The situation has only made the hopes for a comprehensive list of freedom fighters uncertain. The liberation war affairs minister is reported to have said that upazila scrutiny committees forwarding recommendations without following guidelines and without providing reasons for the inclusion of the names in the list of freedom fighters led to the suspension of the entire scrutiny process and argued that there have been some irregularities in the scrutiny process. Irregularities in scrutiny and no adherence to the guideline by the committees cannot be a basis for the suspension of the process for an indefinite period. The nation needs the list and the government should have no reason to delay the process. Jatiya Muktijoddha Council, which is supposed to complete the scrutiny at 472 upazilas and at eight cities by May 20, is yet to receive scrutiny reports from 116 upazilas for cases against the scrutiny process. Besides, the government on January 17 lowered the age to twelve years and a half at the time of war for freedom fighters to be enlisted. The age limit had been 13 before that, since June 19, 2017 when the government reduced the age limit to 13 years from 15 years, which had been in place since 2014.

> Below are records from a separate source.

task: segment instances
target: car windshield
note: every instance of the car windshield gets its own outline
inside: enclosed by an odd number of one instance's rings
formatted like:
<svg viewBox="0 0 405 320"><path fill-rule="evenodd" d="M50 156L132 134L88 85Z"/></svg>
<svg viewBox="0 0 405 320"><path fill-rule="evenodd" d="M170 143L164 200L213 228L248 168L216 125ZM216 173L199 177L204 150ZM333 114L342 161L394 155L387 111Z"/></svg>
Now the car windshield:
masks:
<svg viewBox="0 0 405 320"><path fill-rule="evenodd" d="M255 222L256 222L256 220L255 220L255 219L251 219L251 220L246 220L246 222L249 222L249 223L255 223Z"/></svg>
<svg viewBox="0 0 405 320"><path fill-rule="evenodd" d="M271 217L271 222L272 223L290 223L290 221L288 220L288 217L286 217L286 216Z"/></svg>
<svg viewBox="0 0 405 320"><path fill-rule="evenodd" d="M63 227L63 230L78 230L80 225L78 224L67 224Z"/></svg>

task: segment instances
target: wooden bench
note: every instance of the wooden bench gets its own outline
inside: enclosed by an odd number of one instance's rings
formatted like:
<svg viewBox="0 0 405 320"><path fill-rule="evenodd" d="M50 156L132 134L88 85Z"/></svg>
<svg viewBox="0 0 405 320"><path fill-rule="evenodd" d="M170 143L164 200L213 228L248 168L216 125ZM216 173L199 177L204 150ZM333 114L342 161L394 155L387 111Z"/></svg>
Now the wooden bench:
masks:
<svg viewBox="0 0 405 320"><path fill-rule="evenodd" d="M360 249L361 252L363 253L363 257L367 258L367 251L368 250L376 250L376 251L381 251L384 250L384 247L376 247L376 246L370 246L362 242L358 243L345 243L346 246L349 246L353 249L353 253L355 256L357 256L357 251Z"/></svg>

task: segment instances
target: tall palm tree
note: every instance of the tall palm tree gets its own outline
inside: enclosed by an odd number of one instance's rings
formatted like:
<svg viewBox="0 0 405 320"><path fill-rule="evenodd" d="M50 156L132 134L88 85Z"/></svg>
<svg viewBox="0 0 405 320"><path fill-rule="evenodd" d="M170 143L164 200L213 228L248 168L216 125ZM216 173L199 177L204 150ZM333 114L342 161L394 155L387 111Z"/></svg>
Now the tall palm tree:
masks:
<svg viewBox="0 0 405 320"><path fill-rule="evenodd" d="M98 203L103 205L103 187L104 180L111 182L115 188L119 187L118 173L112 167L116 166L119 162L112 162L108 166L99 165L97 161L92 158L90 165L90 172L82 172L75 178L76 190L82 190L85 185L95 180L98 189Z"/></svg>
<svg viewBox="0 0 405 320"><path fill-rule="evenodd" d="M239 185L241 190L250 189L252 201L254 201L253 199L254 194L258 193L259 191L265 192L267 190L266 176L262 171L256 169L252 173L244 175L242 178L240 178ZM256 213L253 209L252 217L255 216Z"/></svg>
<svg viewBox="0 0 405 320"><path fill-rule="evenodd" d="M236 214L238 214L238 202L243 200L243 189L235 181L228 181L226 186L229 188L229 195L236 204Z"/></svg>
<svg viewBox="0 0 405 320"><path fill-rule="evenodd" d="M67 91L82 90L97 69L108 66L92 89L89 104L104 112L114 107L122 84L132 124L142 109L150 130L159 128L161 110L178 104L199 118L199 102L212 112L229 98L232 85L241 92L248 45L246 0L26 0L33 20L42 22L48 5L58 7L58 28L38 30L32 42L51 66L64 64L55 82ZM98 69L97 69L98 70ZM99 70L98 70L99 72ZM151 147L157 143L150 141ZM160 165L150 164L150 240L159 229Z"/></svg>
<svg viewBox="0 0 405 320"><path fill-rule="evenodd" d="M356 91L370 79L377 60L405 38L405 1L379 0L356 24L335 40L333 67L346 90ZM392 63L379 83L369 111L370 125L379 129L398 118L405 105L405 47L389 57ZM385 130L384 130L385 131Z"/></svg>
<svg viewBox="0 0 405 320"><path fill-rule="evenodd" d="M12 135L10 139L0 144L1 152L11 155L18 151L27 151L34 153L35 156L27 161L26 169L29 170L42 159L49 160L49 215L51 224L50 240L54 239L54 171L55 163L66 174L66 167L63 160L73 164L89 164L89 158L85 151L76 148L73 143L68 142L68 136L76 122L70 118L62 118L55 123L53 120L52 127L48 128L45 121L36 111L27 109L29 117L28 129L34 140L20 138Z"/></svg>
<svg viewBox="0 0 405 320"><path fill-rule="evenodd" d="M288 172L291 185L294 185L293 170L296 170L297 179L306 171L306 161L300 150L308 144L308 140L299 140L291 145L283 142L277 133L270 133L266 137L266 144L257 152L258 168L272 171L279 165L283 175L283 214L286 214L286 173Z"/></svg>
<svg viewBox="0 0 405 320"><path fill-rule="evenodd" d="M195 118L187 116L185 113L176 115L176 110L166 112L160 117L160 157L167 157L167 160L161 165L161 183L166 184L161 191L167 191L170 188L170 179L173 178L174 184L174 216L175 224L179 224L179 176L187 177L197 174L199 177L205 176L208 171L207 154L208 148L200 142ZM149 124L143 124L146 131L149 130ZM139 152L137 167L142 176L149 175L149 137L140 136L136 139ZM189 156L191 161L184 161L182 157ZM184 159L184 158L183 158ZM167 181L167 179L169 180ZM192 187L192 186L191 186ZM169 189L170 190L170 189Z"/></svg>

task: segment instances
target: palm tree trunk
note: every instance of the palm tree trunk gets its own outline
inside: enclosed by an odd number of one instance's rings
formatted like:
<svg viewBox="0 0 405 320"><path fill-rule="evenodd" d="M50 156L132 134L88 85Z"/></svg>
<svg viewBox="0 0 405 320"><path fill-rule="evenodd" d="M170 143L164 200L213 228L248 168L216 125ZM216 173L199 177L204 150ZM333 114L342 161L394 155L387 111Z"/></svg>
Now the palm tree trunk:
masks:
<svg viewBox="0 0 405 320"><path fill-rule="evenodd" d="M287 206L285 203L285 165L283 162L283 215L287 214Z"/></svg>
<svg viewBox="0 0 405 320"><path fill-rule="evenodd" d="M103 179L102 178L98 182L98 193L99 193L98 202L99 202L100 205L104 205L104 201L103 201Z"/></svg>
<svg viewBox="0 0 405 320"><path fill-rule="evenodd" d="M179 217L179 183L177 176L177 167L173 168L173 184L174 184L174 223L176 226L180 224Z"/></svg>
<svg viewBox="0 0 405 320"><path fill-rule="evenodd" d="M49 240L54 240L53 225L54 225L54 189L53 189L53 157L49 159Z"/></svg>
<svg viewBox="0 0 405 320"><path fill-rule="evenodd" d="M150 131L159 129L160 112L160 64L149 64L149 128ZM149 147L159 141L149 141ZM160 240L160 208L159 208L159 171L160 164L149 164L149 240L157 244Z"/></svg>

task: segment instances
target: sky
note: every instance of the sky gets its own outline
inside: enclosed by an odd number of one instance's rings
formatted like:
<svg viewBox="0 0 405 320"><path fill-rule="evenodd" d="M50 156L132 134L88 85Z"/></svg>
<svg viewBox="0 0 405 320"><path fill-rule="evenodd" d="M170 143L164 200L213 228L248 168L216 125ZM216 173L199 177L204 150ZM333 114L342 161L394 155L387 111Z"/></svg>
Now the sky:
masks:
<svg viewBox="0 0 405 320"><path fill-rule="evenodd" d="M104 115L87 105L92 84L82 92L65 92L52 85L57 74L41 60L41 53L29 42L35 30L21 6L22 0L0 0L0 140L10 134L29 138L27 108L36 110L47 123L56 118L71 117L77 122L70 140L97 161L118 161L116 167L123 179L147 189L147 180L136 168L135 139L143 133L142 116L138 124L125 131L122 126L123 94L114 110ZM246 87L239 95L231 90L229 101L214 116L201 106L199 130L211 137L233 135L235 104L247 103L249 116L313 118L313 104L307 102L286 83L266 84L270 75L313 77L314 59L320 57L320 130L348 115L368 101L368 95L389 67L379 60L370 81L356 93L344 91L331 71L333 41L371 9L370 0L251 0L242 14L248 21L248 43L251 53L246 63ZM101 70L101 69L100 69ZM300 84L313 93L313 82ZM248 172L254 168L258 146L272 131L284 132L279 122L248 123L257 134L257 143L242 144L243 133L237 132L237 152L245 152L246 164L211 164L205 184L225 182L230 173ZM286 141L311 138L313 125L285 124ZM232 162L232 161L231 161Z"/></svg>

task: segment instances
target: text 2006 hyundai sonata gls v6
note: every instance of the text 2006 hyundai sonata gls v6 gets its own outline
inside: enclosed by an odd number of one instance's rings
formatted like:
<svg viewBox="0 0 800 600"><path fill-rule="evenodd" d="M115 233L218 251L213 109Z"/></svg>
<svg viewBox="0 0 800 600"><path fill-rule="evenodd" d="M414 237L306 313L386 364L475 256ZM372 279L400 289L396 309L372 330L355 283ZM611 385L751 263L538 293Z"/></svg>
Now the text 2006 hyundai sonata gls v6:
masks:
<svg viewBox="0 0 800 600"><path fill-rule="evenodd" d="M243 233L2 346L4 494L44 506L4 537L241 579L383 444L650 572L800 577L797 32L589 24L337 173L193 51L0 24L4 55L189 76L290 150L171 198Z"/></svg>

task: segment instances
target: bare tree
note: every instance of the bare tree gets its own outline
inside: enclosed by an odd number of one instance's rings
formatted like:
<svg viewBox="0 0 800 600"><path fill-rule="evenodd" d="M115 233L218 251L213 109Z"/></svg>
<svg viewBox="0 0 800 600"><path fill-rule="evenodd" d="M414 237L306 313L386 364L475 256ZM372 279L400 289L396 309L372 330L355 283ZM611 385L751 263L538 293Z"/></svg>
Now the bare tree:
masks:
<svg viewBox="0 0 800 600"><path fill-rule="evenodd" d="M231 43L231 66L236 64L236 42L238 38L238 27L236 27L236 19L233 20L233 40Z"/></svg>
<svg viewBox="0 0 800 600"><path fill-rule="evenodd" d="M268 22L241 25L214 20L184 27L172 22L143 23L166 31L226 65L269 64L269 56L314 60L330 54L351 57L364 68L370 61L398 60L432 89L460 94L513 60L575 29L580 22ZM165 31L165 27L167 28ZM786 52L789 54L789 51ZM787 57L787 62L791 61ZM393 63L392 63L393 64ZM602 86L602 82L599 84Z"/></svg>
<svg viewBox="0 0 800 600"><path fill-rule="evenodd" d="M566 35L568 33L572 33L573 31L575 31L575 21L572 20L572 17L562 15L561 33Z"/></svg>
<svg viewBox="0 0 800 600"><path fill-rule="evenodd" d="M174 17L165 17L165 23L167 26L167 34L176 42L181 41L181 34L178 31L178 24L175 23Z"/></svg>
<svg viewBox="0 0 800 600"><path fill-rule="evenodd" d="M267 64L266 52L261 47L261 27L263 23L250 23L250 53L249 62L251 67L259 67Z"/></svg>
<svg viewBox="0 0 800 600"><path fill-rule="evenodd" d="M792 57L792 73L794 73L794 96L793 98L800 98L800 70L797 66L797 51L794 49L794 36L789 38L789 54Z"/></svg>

The uncertainty that looms large over the comprehensive list of freedom fighters, the suspension of the scrutiny process, delay in preparing the scrutiny report by a large number of upazila committees and the change in the definition of war-time age for freedom fighters to be included in the list have all left scope for further irregularities in other spheres of national life. People not taking part in the war but being listed could get entitlements that are solely meant for people who actually fought the war. The government must immediately look into the issues.